Theme
- Editor in Chief: John H Lee
- Frequency: Quarterly
- Publisher: John H Lee, Jiae Kim
- First issue: Spring 2005
- Country: United States
- Website: thememagazine.com^{[dead link]}

= Theme (magazine) =

Theme is a quarterly lifestyle magazine that focuses on contemporary creative culture. In collaboration with a guest curator, the publishers collect stories based on a theme, which allows them to provide a coherent lens onto a topic. Initially covering contemporary Asian culture around the world, they opened their content to expanded topics in 2009. Started by the husband and wife team, Jiae Kim and John H. Lee, in Spring 2005, it was initially published four times a year. In 2008, Theme magazine started publishing bimonthly. In 2009 they returned to a quarterly schedule. The editor-in-chief of the magazine is John H. Lee who also publishes it with Jiae Kim.

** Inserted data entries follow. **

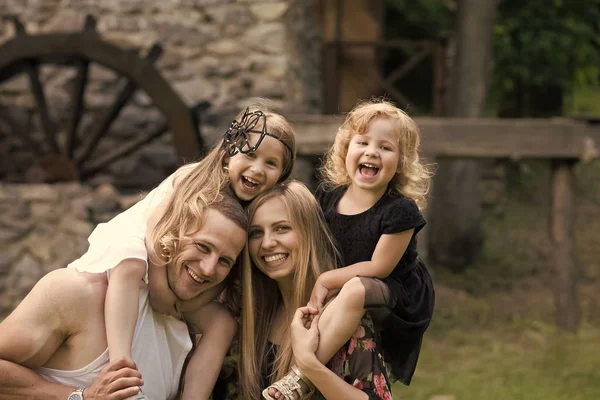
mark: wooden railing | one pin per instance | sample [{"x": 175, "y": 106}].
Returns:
[{"x": 563, "y": 142}]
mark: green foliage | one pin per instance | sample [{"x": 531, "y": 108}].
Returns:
[
  {"x": 547, "y": 42},
  {"x": 544, "y": 50}
]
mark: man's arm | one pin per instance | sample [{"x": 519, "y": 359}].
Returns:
[
  {"x": 28, "y": 337},
  {"x": 34, "y": 332}
]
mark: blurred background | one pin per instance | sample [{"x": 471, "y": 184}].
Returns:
[{"x": 100, "y": 101}]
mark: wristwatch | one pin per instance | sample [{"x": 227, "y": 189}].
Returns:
[{"x": 76, "y": 394}]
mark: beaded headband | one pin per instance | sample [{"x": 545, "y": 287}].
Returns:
[{"x": 236, "y": 137}]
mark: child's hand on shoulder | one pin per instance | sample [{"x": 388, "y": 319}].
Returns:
[{"x": 319, "y": 293}]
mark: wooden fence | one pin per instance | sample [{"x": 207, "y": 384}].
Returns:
[{"x": 563, "y": 142}]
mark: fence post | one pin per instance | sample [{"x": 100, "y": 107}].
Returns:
[{"x": 568, "y": 313}]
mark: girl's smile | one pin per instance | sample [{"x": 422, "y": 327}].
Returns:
[{"x": 372, "y": 159}]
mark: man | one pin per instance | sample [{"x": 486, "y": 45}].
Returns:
[{"x": 58, "y": 330}]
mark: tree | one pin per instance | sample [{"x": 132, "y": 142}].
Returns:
[{"x": 455, "y": 232}]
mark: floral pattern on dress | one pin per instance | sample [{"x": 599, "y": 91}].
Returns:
[{"x": 360, "y": 363}]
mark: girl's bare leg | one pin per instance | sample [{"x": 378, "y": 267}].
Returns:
[
  {"x": 338, "y": 322},
  {"x": 218, "y": 329}
]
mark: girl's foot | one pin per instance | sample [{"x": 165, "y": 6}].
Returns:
[{"x": 293, "y": 386}]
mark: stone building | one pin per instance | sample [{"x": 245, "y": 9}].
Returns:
[{"x": 221, "y": 51}]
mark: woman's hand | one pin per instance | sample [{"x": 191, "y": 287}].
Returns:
[{"x": 305, "y": 334}]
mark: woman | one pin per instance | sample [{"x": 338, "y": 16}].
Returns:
[{"x": 289, "y": 246}]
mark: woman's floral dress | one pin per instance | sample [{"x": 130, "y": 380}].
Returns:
[{"x": 360, "y": 363}]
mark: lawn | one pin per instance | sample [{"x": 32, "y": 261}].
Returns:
[{"x": 493, "y": 335}]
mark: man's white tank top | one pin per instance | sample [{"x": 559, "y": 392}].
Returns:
[{"x": 160, "y": 346}]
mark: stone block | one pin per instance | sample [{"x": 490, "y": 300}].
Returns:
[
  {"x": 269, "y": 11},
  {"x": 104, "y": 199},
  {"x": 268, "y": 37},
  {"x": 225, "y": 47},
  {"x": 75, "y": 226},
  {"x": 38, "y": 192}
]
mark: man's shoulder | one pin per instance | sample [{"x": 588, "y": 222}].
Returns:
[{"x": 69, "y": 287}]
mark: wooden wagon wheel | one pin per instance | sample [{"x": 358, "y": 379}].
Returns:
[{"x": 77, "y": 157}]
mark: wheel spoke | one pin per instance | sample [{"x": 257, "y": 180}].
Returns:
[
  {"x": 102, "y": 126},
  {"x": 33, "y": 72},
  {"x": 78, "y": 106},
  {"x": 19, "y": 128},
  {"x": 123, "y": 151}
]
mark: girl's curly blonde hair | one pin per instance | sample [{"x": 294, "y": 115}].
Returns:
[{"x": 412, "y": 178}]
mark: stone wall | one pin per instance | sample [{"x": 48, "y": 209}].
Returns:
[
  {"x": 222, "y": 51},
  {"x": 45, "y": 227}
]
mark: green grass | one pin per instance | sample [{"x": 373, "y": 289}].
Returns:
[
  {"x": 531, "y": 363},
  {"x": 493, "y": 334}
]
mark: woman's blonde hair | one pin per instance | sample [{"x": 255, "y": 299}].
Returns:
[
  {"x": 412, "y": 178},
  {"x": 261, "y": 297},
  {"x": 204, "y": 183}
]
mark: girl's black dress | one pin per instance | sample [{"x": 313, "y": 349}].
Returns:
[{"x": 410, "y": 283}]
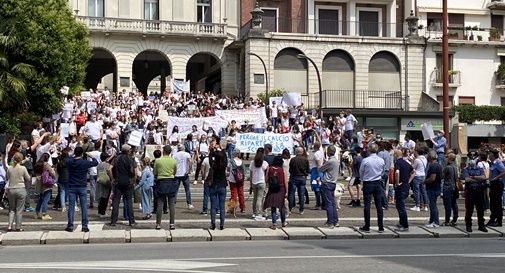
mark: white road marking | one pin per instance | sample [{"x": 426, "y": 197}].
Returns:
[{"x": 131, "y": 265}]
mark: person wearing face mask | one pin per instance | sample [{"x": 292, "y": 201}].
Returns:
[
  {"x": 475, "y": 189},
  {"x": 439, "y": 143}
]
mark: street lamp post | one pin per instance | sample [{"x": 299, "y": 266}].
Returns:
[
  {"x": 302, "y": 56},
  {"x": 266, "y": 75}
]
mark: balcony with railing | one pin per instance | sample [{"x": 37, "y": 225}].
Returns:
[
  {"x": 330, "y": 27},
  {"x": 124, "y": 25},
  {"x": 454, "y": 78},
  {"x": 462, "y": 33},
  {"x": 357, "y": 99}
]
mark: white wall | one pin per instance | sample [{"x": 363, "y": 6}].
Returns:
[{"x": 477, "y": 65}]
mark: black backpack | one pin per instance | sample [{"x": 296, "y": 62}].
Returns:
[{"x": 274, "y": 184}]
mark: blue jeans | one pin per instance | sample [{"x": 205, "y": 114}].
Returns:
[
  {"x": 328, "y": 190},
  {"x": 73, "y": 194},
  {"x": 185, "y": 182},
  {"x": 274, "y": 214},
  {"x": 43, "y": 201},
  {"x": 419, "y": 189},
  {"x": 400, "y": 197},
  {"x": 373, "y": 188},
  {"x": 147, "y": 196},
  {"x": 206, "y": 194},
  {"x": 441, "y": 159},
  {"x": 229, "y": 150},
  {"x": 63, "y": 194},
  {"x": 296, "y": 183},
  {"x": 217, "y": 199},
  {"x": 450, "y": 205},
  {"x": 432, "y": 197},
  {"x": 92, "y": 189}
]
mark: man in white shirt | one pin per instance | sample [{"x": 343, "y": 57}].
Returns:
[
  {"x": 350, "y": 123},
  {"x": 93, "y": 129},
  {"x": 184, "y": 167}
]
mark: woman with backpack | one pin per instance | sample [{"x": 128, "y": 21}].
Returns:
[
  {"x": 277, "y": 191},
  {"x": 103, "y": 185},
  {"x": 217, "y": 187},
  {"x": 146, "y": 186},
  {"x": 257, "y": 174},
  {"x": 44, "y": 186},
  {"x": 237, "y": 187},
  {"x": 18, "y": 177}
]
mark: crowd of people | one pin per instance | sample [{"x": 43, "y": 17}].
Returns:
[{"x": 93, "y": 164}]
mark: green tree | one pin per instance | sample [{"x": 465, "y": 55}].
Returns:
[
  {"x": 53, "y": 42},
  {"x": 13, "y": 77}
]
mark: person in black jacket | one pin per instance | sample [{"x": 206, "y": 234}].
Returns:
[{"x": 124, "y": 174}]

In 2006 Theme won many design awards, including the Society of Publication Designers annual competition, and Print's Regional Design Competition. It has been featured in Adobe's advertising for its CS2 line of products.

Theme publishers operate a creative agency, called EMEHT. The agency provides creative services to clients like Dickies, Scion, Nike and fashion brands like Tess Giberson, Doo.Ri, Diane von Fürstenberg, Inhabit, and (capsule) tradeshow. EMEHT also created the logo and branding for Brooklyn Machine Works, a cult brand in the bicycling world.